In 2016, the number of inbound visitors reached 138 million, a historical high since the international financial crisis of 2008 and an increase of 3.5 percent over the previous year.
Income from international tourism grew 5.6 percent to USD 120 billion in the same period.
This figure suggests the country's inbound tourism market has stepped out of its post-financial crisis depression and entered a new phase of sustainable growth, according to the administration.
The departure tax refund scheme policy, facilitated visa policy, increasing number of international flights and tourism events have played a positive role in reviving China's inbound tourism market, according to a September report from the China Tourism Academy.

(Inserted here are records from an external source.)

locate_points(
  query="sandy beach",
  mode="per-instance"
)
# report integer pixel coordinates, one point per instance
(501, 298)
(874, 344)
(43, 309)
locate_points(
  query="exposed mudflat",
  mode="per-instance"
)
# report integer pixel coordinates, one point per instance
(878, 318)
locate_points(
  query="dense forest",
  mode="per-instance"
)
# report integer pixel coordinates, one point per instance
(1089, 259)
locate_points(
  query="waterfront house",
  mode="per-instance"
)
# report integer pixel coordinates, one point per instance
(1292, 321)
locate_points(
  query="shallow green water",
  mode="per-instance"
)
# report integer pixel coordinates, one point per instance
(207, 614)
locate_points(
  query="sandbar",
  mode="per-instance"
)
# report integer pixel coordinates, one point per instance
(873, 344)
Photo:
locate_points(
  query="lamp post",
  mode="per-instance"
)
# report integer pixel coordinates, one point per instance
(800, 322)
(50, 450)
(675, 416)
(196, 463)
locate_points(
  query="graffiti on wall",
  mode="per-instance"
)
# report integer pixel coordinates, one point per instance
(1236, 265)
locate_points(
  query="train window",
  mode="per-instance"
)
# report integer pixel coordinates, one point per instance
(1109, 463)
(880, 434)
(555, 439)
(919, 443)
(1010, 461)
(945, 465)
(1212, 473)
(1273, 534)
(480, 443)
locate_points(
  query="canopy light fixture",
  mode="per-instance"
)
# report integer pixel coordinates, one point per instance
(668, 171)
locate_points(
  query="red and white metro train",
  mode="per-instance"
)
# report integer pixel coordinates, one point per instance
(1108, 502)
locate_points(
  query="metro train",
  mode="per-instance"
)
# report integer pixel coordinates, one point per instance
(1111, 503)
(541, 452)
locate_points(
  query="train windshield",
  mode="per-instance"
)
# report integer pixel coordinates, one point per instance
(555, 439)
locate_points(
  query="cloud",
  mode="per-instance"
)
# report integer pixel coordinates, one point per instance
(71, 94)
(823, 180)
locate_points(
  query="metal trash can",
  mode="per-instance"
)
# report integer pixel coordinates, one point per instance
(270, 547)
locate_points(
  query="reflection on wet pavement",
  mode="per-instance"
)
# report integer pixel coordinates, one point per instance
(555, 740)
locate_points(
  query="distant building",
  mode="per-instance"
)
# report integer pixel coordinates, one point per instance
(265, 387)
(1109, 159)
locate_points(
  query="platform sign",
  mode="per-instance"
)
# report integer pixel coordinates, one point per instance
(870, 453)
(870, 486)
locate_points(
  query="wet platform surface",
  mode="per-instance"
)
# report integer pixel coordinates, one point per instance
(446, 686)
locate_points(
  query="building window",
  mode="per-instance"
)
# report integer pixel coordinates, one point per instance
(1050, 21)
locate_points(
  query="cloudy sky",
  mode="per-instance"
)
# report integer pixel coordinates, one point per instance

People from Hong Kong, Macao and Taiwan make up the mainstay of visitors, while South Korea, Vietnam, Japan, Myanmar, the US, Russia, Mongolia, Malaysia, the Philippines and Singapore are the top 10 sources of foreign travelers to China.
More than 60 percent of inbound travelers spend between USD 1,000 to 5,000 during their trips to China on average, and the number of visitors from the countries involved in the Belt and Road Initiative are actively rising, according to the report.
Trips to visit scenic spots, cultural relics and gourmet restaurants are among the most popular.
The tour took in many landmark scenic spots and was designed to introduce visitors to China's wealth of tourism sights and immerse them in Chinese tradition and customs.
Ctrip and a Confucius Institute subsidiary called the Chinese Testing International Company plan to jointly develop more Sinology-related trips and arrange for overseas people who study the Chinese language to travel in China.